As all this occurs, some families and individuals will hang onto wealth, and that wealth is apt to increase, though not at the scales and volumes afforded by industrial activities. Political theorizing a la Marx or Thomas Piketty is not liable to deprive them of it, but other forces will. The most plausible framework for understanding that is the circulation of elites. This refers to the tendency in history for one ruling elite to be overturned and replaced by another group, often by violence, and then become the new ruling elite. It always happens one way or another, and even the case of the Bolsheviks in Russia during the industrial 20th century can be seen this way.

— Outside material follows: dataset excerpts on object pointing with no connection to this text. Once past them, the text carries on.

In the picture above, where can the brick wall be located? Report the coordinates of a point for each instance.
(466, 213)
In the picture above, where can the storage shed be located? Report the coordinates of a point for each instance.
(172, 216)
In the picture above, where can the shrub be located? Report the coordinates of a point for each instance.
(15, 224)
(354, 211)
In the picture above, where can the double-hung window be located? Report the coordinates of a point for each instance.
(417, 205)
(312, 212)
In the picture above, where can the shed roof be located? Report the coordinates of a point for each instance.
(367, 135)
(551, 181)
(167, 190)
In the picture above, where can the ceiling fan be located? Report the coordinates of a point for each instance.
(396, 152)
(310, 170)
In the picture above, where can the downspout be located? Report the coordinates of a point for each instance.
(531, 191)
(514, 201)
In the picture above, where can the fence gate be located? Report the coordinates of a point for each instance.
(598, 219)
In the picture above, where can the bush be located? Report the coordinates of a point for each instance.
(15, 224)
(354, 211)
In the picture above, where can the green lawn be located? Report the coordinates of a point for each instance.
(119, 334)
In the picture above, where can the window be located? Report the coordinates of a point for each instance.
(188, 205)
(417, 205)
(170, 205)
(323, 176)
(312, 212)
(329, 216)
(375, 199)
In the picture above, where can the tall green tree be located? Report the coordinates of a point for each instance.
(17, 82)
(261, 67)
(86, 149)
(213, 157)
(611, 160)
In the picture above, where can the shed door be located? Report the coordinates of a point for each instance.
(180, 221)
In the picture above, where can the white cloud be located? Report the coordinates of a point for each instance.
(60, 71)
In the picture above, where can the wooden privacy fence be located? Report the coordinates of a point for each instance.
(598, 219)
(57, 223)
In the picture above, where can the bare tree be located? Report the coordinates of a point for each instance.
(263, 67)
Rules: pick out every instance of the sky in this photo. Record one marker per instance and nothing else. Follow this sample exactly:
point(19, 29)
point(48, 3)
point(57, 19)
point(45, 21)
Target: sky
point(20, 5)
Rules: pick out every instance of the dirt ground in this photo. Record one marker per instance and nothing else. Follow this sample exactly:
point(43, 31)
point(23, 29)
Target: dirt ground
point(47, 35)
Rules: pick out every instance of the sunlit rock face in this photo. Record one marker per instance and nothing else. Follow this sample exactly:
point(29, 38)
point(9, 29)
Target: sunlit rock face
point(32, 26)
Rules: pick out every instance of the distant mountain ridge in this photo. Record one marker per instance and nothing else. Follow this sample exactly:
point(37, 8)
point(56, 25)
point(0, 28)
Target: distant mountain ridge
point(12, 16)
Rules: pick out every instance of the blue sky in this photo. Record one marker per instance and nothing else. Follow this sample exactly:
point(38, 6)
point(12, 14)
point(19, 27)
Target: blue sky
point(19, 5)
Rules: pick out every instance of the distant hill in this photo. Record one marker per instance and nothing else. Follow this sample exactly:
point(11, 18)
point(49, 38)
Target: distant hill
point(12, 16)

In any case, just because human affairs follow certain patterns these days, don’t assume that all these patterns will persist. I doubt that the Warren Buffets and Jamie Dimons of the world will see their wealth confiscated via some new policy of the Internal Revenue Service — e.g. the proposed “tax on wealth.” Rather, its more likely that they’ll be strung up on lampposts or dragged over three miles of pavement behind their own limousines. After all, the second leading delusion in our culture these days, after the wish for a something-for-nothing magic energy rescue remedy, is the idea that we can politically organize our way out of the epochal predicament of civilization that we face. Piketty just feeds that secondary delusion.